Portugal / Cyril Pedrosa



    Après un détour au rayon bio en guise de déchiffrage drolatique des mœurs du bobo (bobo ou pas bobo ?) écoresponsable, Cyril Pedrosa poursuit son voyage en autofiction (ou presque) sur les sujets plus graves que sont la filiation, les relations familiales, l'immigration... Avec toujours le même humour distancié, voilé d'une légère gravité. Simon Muchat (avec un « t », pas comme le peintre) est un jeune auteur illustrateur en quête de sens dans sa vie personnelle autant que professionnelle. Claire est pourtant une fille à ne pas laisser passer : jolie, drôle, gaie, efficace, décidée... Ce n'est que quand il dessine que Simon semble libre, planant tout seul du bonheur de faire naître une girafe de l'espace, avec un cou télescopique, dans l'atelier qu'il anime avec des enfants qui ont l'air de n'en n'avoir pas grand chose à faire.

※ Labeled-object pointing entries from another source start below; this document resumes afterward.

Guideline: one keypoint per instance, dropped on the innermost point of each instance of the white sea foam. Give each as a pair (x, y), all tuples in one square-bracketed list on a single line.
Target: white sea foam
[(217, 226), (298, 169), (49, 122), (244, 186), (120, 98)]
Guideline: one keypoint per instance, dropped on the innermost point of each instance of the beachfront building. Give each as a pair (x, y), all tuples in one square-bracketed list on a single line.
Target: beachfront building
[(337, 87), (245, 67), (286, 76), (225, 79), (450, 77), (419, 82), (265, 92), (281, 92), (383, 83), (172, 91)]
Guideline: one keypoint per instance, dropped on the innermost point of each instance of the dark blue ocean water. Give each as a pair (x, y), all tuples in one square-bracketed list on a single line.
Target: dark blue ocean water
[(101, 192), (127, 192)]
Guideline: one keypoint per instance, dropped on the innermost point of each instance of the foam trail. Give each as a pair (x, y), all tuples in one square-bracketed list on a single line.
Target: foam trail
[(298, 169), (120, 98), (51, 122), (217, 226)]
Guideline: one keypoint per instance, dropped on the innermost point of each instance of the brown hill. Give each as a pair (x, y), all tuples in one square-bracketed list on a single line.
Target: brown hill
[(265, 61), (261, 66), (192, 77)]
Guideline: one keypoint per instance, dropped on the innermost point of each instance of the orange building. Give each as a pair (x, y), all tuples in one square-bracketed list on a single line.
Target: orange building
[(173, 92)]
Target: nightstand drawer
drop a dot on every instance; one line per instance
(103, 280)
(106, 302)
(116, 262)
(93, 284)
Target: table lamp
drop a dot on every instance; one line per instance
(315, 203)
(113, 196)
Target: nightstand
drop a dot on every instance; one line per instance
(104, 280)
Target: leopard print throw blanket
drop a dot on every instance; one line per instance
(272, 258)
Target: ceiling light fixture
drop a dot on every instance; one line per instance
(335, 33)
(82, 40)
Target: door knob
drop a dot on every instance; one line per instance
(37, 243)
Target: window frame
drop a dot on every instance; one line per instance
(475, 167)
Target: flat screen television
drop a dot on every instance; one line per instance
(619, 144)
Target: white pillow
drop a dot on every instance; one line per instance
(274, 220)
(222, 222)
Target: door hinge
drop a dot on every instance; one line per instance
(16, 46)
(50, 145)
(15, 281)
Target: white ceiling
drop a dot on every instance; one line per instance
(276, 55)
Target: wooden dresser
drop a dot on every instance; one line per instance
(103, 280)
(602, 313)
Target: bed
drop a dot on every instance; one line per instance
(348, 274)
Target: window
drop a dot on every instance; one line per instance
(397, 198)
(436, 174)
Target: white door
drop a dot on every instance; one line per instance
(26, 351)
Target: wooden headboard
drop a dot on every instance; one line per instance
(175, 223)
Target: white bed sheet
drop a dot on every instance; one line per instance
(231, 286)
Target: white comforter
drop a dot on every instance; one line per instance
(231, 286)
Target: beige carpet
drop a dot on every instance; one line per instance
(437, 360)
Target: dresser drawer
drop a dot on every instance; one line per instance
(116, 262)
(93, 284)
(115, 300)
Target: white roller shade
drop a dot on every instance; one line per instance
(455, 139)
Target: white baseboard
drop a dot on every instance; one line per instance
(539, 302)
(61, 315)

    Une invitation dans un petit festival de BD au Portugal est la première secousse dans cette vie sans but. Un peu à la manière du blast de Manu Larcenet, Simon est envahi à plusieurs reprises, au cours de ce premier voyage, par des sensations et des visions incontrôlables : étrange colère et douce mélancolie... De se sentir un peu chez lui au Portugal n'aide pas Simon à prendre sa vie en mains, mais d'autres le font pour lui (de l'ami qui le somme de se remettre à écrire à Claire, décidément une fille bien jusqu'au bout, qui prend la décision de partir parce qu'elle sait que lui n'aura jamais le courage de le faire, même s'il n'a pas le désir qu'elle reste...) Le mariage d'une cousine est l'occasion de retrouvailles familiales. Jean, le père de Simon, Jacques, le père de la mariée, et Yvette, leur sœur. Quelques jours en terres bourguignonnes pour se parler un peu, malgré le long silence d'une fratrie qui ne se fréquente pas. Dévoiler pour chacun une parcelle de sa vérité; sa vision du père, immigré portugais qui s'est tué au travail, observant de loin ses enfants élevés par leur mère, n'essayant pas, pour diverses raisons, de mettre du liant dans la vie de famille... Ces quelques confidences poussent Simon à remonter le fil de son histoire familiale, en repartant au Portugal, dont il ne sait rien mais où on le connaît, dont il ne parle pas la langue mais où tous les villageois ont des rudiments de français : beaucoup sont partis, ou ont de la famille qui est partie, parce qu'ici il n'y a pas de travail. Là-bas l'attend l'ancienne maison de son grand-père, une légende familiale, de belles lumières et de la chaleur humaine, puis quelques pistes pour tenter de comprendre pourquoi des deux frères, Abel et Manuel, son grand-père est resté en France tandis que son grand-oncle rentrait au pays. Un choix dont les raisons furent peut-être les racines de la mésentente familiale ?
« ''L'amour et la honte'', cela pourrait être la devise des familles de migrants ».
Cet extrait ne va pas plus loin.